Mitochondrial dysfunction

Circadian dysregulation

Vegetable oil

Sleep deprivation

How is Alzheimer’s Disease diagnosed?

The criteria used to establish a diagnosis of Alzheimer’s Disease are established by consensus opinion, i.e. a panel of physicians, and the criteria are subject to change over time.  The original criteria were established in 1984 defined Alzheimer’s as a single stage of disease – dementia.  Diagnosis could only be confirmed at autopsy by the presence of the typical findings of amyloid plaques and tau tangles in the brain.  Later research determined that symptoms of Alzheimer’s often appear many years before the symptom of dementia and that the brain changes do not necessarily correlate with the disease.

The criteria were modified in 2011 to reflect this new knowledge and now define 3 stages of Alzheimer’s Disease:

  • Pre-clinical: relevant to research settings only, where amyloid plaques and nerve cell changes are evident.
  • Mild Cognitive Impairment: memory problems, but not enough to compromise an individual’s function.
  • Alzheimer’s Dementia: the final stage of the disease, where one’s cognitive decline has negative impact on function. In addition to memory loss, may also be evident as word-finding difficulty, visual/spatial issues, impaired reasoning, or impaired judgment.


The spectrum of cognitive impairment

Just as most things in life exist on a continuum, so does cognitive impairment.  The brain changes that characterize Alzheimer’s Disease start long before one meets the formal criteria of dementia – decades before, even.

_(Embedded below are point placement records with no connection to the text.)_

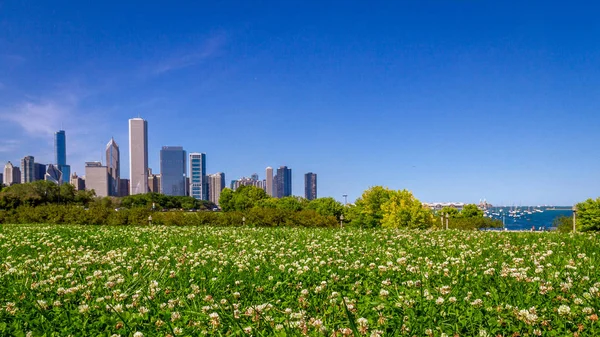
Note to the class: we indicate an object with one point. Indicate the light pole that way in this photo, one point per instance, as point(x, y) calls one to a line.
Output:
point(574, 218)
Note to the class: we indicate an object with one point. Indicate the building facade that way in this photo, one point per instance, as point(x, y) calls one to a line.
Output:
point(53, 174)
point(269, 181)
point(197, 173)
point(12, 174)
point(113, 165)
point(153, 182)
point(39, 171)
point(77, 182)
point(96, 178)
point(60, 151)
point(27, 170)
point(216, 184)
point(138, 156)
point(124, 187)
point(283, 182)
point(172, 171)
point(310, 186)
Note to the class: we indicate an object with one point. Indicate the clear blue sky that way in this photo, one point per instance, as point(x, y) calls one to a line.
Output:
point(454, 100)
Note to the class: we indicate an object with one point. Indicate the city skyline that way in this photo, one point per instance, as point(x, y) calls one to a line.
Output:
point(455, 101)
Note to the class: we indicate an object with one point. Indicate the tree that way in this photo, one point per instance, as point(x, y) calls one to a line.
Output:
point(588, 215)
point(368, 207)
point(471, 211)
point(326, 207)
point(404, 210)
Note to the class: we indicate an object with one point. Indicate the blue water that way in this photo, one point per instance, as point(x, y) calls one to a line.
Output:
point(526, 221)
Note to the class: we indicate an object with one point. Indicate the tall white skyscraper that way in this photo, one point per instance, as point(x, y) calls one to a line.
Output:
point(269, 183)
point(197, 173)
point(138, 156)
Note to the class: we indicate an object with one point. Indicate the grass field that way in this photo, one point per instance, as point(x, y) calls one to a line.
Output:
point(158, 281)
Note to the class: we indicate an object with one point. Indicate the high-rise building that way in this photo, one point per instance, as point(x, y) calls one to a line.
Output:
point(310, 186)
point(27, 170)
point(113, 165)
point(138, 156)
point(39, 171)
point(12, 174)
point(77, 182)
point(216, 184)
point(283, 182)
point(172, 171)
point(124, 187)
point(153, 182)
point(53, 174)
point(60, 151)
point(269, 181)
point(198, 184)
point(96, 178)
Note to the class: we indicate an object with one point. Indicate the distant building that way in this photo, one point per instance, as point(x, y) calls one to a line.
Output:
point(154, 182)
point(77, 182)
point(12, 174)
point(39, 171)
point(27, 170)
point(53, 174)
point(124, 187)
point(310, 186)
point(197, 173)
point(138, 156)
point(96, 178)
point(283, 182)
point(172, 171)
point(60, 150)
point(216, 184)
point(113, 165)
point(269, 181)
point(245, 181)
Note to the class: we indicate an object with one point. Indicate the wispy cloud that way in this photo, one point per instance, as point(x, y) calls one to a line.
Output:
point(208, 49)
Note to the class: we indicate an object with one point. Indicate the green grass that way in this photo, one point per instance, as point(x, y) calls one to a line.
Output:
point(75, 280)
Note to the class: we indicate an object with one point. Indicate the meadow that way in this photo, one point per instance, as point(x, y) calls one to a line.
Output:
point(170, 281)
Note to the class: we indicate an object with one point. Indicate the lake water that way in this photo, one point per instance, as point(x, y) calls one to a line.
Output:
point(526, 221)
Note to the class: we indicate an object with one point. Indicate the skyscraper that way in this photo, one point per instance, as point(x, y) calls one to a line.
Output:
point(269, 183)
point(172, 171)
point(39, 171)
point(138, 156)
point(283, 182)
point(216, 183)
point(53, 174)
point(310, 186)
point(96, 178)
point(198, 184)
point(60, 151)
point(113, 165)
point(12, 174)
point(27, 170)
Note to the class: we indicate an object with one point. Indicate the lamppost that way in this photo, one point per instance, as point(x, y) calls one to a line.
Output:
point(574, 218)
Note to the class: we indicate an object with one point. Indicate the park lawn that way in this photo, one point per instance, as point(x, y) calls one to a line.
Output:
point(157, 281)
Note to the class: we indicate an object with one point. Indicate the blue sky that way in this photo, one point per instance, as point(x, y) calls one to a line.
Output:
point(454, 100)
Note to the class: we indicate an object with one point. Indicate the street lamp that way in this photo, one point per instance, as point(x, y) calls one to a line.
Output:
point(574, 218)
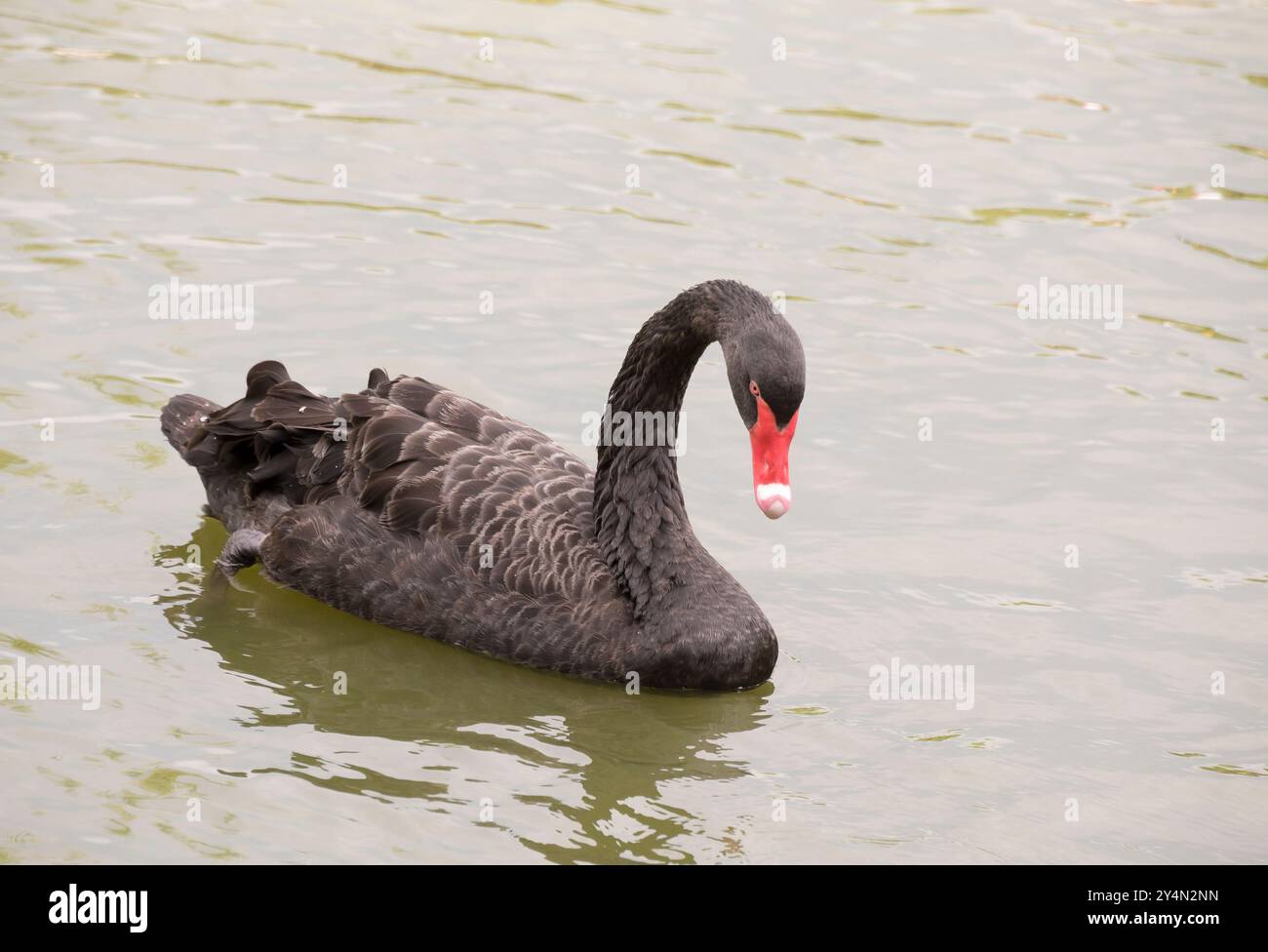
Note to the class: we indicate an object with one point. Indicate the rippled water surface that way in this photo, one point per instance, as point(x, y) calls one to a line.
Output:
point(898, 177)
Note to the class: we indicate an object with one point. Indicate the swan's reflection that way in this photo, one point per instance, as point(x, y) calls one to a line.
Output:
point(406, 689)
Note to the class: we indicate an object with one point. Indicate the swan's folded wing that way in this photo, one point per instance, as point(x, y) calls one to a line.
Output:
point(516, 506)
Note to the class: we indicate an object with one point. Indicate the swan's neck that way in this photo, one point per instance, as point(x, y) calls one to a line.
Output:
point(641, 521)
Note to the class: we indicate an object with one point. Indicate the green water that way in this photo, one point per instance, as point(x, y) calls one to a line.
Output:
point(898, 177)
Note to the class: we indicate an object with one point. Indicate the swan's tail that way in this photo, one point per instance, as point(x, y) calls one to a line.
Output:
point(269, 443)
point(182, 419)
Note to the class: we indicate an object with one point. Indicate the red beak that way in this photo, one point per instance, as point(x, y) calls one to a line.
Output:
point(772, 485)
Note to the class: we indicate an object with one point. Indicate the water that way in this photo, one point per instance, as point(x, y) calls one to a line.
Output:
point(1097, 688)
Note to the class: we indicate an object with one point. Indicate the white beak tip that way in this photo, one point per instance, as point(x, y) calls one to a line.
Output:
point(773, 508)
point(773, 498)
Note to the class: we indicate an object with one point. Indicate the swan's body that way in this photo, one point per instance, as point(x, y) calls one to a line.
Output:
point(415, 507)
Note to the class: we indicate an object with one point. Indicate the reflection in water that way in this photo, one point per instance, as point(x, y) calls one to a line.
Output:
point(617, 748)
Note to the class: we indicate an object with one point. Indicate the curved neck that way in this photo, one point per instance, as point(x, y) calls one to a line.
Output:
point(641, 523)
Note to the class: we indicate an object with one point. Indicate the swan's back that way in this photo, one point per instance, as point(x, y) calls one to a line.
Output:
point(406, 492)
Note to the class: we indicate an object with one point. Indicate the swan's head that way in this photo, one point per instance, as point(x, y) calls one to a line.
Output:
point(766, 368)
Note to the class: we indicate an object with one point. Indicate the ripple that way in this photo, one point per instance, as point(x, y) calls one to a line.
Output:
point(845, 113)
point(689, 157)
point(1191, 327)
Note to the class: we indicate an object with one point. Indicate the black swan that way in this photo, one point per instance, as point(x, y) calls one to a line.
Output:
point(415, 507)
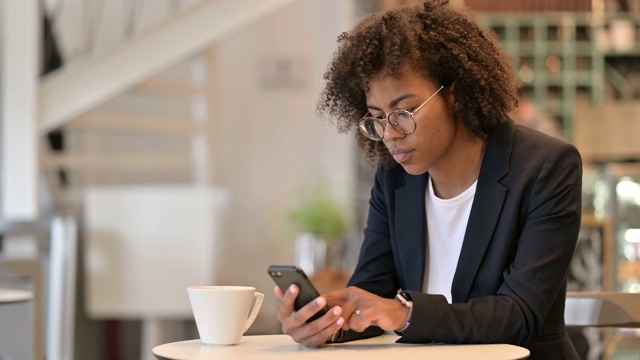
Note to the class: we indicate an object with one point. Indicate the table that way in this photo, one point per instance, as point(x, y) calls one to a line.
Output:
point(602, 309)
point(8, 296)
point(378, 348)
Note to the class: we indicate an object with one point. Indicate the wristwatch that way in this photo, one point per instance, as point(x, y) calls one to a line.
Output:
point(405, 300)
point(337, 336)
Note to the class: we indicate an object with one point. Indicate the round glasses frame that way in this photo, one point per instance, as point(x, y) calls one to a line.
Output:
point(403, 121)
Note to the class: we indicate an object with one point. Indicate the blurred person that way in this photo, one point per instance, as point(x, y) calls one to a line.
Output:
point(528, 114)
point(473, 219)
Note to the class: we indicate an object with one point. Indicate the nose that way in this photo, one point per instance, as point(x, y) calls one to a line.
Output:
point(390, 133)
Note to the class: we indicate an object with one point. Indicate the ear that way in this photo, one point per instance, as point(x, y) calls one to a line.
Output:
point(451, 96)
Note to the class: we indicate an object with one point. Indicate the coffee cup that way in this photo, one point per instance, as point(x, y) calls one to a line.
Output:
point(224, 313)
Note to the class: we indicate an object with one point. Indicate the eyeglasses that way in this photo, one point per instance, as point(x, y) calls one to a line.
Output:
point(401, 120)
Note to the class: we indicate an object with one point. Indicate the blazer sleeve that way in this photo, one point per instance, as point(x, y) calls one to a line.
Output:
point(375, 271)
point(533, 279)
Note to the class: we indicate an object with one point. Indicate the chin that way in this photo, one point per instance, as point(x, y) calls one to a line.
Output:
point(413, 169)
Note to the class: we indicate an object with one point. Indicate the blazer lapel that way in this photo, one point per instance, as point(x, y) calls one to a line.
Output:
point(410, 218)
point(486, 209)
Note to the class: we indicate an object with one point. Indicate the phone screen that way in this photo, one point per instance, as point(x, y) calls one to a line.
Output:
point(285, 275)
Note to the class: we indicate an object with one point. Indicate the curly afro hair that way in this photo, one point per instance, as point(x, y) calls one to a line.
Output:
point(441, 43)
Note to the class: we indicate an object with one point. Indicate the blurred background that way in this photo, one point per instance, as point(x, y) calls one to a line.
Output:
point(150, 145)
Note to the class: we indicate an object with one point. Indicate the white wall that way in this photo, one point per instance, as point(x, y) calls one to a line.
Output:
point(268, 142)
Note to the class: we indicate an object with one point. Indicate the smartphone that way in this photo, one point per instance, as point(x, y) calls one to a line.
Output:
point(285, 275)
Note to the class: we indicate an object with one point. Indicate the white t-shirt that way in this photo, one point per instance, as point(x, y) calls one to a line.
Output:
point(446, 224)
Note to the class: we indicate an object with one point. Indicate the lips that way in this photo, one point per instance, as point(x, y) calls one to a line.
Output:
point(401, 155)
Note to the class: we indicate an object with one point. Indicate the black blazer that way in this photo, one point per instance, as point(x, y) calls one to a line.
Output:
point(510, 281)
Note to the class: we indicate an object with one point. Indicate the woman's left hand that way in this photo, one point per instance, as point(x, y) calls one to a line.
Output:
point(362, 309)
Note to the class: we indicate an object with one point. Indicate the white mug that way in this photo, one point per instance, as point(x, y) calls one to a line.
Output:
point(224, 313)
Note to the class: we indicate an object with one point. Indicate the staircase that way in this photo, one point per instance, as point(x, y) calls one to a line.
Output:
point(136, 113)
point(140, 112)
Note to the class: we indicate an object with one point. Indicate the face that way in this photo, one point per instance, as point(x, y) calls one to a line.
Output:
point(436, 128)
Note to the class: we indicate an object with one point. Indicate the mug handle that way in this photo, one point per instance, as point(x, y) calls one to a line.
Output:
point(257, 304)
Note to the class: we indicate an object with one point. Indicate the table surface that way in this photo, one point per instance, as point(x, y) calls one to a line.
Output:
point(378, 348)
point(12, 296)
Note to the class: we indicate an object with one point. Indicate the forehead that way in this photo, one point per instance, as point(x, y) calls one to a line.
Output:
point(384, 88)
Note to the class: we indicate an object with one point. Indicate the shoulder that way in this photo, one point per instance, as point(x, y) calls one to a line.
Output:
point(531, 144)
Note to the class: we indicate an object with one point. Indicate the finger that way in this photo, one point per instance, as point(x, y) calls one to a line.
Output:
point(311, 308)
point(358, 321)
point(278, 292)
point(322, 329)
point(286, 305)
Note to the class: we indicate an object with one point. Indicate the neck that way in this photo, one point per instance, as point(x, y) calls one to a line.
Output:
point(461, 168)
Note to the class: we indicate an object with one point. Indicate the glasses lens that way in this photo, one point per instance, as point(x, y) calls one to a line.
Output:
point(371, 128)
point(402, 121)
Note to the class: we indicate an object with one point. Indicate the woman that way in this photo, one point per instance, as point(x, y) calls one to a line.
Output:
point(473, 219)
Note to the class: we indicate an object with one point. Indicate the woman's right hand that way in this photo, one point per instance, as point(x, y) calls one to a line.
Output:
point(294, 323)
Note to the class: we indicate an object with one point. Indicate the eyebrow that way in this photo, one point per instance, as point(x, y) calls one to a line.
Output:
point(393, 103)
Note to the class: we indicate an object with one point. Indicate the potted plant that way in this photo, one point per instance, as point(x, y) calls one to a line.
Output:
point(321, 222)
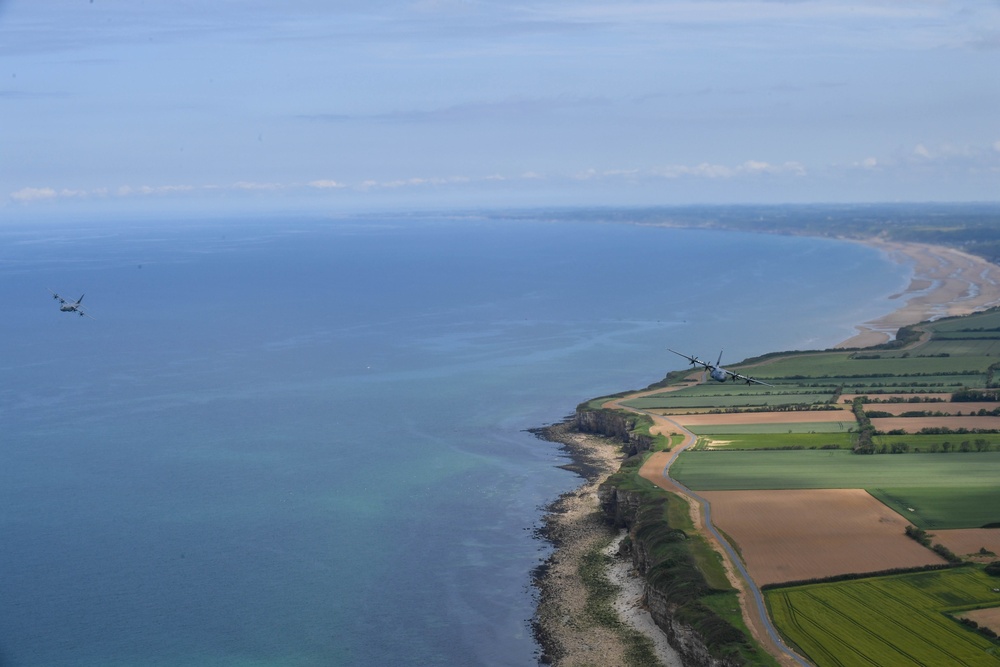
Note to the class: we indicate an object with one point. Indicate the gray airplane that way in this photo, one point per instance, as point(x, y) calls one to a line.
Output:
point(718, 373)
point(71, 306)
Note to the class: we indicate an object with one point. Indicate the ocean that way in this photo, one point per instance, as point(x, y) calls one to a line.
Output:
point(303, 442)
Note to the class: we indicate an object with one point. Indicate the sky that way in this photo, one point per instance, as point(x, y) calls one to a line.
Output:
point(338, 105)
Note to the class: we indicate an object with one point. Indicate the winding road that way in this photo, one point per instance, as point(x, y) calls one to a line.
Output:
point(657, 470)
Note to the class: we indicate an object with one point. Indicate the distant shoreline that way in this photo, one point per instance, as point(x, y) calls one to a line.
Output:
point(945, 282)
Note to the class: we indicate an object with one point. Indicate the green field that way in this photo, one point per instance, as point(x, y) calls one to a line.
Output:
point(957, 490)
point(897, 620)
point(805, 428)
point(785, 440)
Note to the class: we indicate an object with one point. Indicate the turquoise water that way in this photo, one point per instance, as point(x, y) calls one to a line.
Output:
point(302, 442)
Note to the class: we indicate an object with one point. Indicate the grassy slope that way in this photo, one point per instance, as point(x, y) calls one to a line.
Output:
point(903, 619)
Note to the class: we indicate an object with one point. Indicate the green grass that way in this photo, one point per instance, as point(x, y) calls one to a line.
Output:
point(957, 490)
point(805, 428)
point(897, 620)
point(933, 508)
point(785, 440)
point(928, 443)
point(680, 400)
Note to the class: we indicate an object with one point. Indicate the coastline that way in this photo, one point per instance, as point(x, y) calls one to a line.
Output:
point(945, 282)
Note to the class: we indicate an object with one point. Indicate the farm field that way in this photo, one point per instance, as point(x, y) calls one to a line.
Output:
point(893, 620)
point(957, 490)
point(796, 511)
point(776, 428)
point(965, 541)
point(776, 441)
point(946, 407)
point(942, 396)
point(989, 618)
point(785, 417)
point(681, 400)
point(797, 535)
point(915, 424)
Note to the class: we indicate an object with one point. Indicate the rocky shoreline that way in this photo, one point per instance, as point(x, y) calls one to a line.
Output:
point(576, 528)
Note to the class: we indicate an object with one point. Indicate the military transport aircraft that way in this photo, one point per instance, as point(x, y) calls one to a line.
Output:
point(71, 306)
point(718, 373)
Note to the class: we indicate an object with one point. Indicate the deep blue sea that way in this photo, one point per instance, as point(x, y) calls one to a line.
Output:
point(303, 442)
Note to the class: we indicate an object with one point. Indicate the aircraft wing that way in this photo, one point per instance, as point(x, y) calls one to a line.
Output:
point(747, 379)
point(693, 360)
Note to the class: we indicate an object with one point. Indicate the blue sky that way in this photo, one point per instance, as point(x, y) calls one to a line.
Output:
point(128, 105)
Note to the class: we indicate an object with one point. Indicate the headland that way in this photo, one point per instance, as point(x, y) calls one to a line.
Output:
point(945, 282)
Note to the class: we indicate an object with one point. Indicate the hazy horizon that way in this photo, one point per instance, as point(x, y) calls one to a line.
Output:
point(118, 108)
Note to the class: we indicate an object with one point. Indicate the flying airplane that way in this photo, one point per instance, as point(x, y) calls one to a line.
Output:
point(718, 373)
point(71, 306)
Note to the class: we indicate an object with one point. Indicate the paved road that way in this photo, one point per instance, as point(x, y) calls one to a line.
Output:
point(657, 470)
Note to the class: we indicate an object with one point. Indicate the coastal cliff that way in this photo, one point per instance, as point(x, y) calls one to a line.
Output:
point(675, 588)
point(613, 424)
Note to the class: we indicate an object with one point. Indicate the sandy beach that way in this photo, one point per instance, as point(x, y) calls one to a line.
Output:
point(945, 282)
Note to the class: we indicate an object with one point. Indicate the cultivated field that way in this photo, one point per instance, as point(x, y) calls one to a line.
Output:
point(810, 534)
point(896, 620)
point(934, 491)
point(794, 417)
point(945, 408)
point(965, 541)
point(989, 618)
point(915, 424)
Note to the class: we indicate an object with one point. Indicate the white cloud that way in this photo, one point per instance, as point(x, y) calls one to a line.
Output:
point(33, 194)
point(326, 184)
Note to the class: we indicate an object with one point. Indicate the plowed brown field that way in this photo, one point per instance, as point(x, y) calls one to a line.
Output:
point(915, 424)
point(964, 541)
point(794, 535)
point(788, 417)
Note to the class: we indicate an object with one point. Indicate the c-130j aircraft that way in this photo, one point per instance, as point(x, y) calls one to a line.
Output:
point(718, 373)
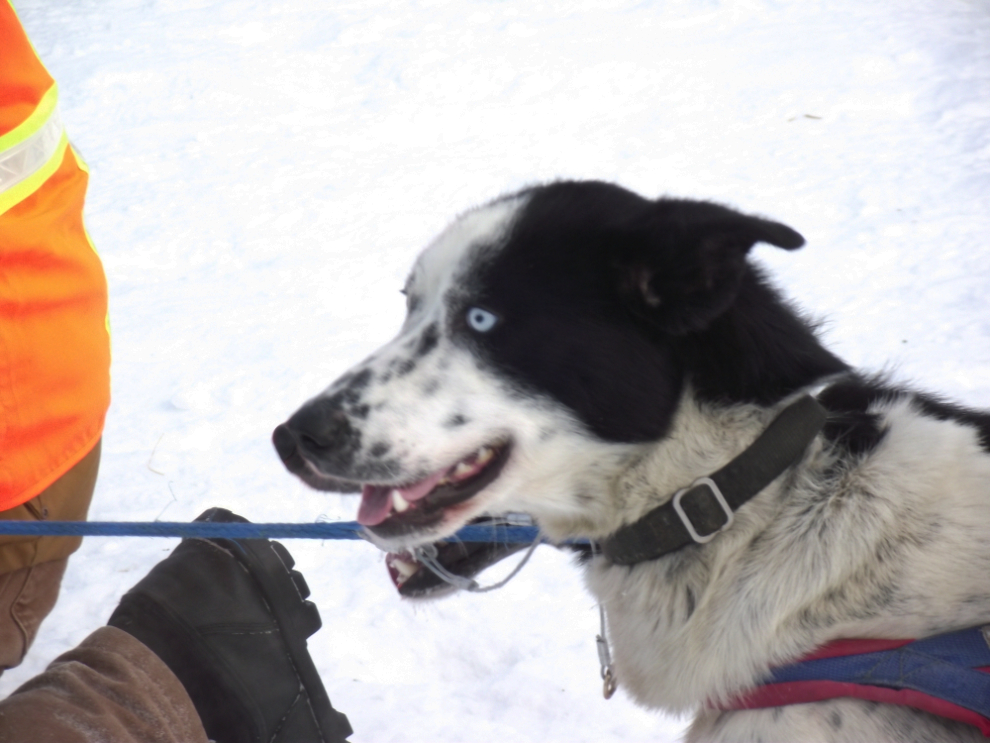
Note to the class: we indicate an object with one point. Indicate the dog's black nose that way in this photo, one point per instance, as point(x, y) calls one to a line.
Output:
point(318, 428)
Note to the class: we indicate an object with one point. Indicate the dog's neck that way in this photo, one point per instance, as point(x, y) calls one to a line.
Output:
point(799, 566)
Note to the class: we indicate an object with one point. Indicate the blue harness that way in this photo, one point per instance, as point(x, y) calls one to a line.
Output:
point(947, 675)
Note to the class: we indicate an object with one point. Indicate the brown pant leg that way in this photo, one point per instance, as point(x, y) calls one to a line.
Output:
point(31, 568)
point(109, 689)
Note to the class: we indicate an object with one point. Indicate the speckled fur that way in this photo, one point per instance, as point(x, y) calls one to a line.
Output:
point(880, 531)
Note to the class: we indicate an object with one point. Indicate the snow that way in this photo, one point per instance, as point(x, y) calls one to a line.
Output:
point(264, 173)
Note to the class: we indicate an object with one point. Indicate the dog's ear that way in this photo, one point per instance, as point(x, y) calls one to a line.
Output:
point(687, 260)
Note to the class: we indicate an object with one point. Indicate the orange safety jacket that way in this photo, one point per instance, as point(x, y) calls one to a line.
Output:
point(54, 332)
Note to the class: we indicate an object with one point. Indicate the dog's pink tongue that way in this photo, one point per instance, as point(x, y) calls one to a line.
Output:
point(376, 500)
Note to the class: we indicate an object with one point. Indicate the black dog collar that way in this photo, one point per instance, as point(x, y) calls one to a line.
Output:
point(700, 511)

In one study of individuals genetically susceptible to Alzheimer’s Disease, levels of amyloid were significantly increased 22 years before symptom onset, glucose metabolism began to decrease 18 years before onset, and brain atrophy (shrinkage) began 13 years before onset.

spectrum of cognitive impairment

Furthermore, an individual’s baseline level of cognition may greatly impact the time of diagnosis.  For example, cognitive impairment in a high-functioning individual may not be evident until it has become quite severe, whereas a smaller degree of impairment may trigger alarm in someone on the other extreme.  This discrepancy has significant implications in terms of how soon the disease is recognized and interventions can be implemented.

Consistent with the ambiguous definitions of Alzheimer’s Disease, 90% of primary care physicians acknowledge that it is hard to know where Mild Cognitive Impairment ends and dementia begins.


Alzheimer’s Disease, the most common form of dementia, is not a normal part of the aging process.

The majority of Alzheimer’s Disease is a consequence of poor metabolic health.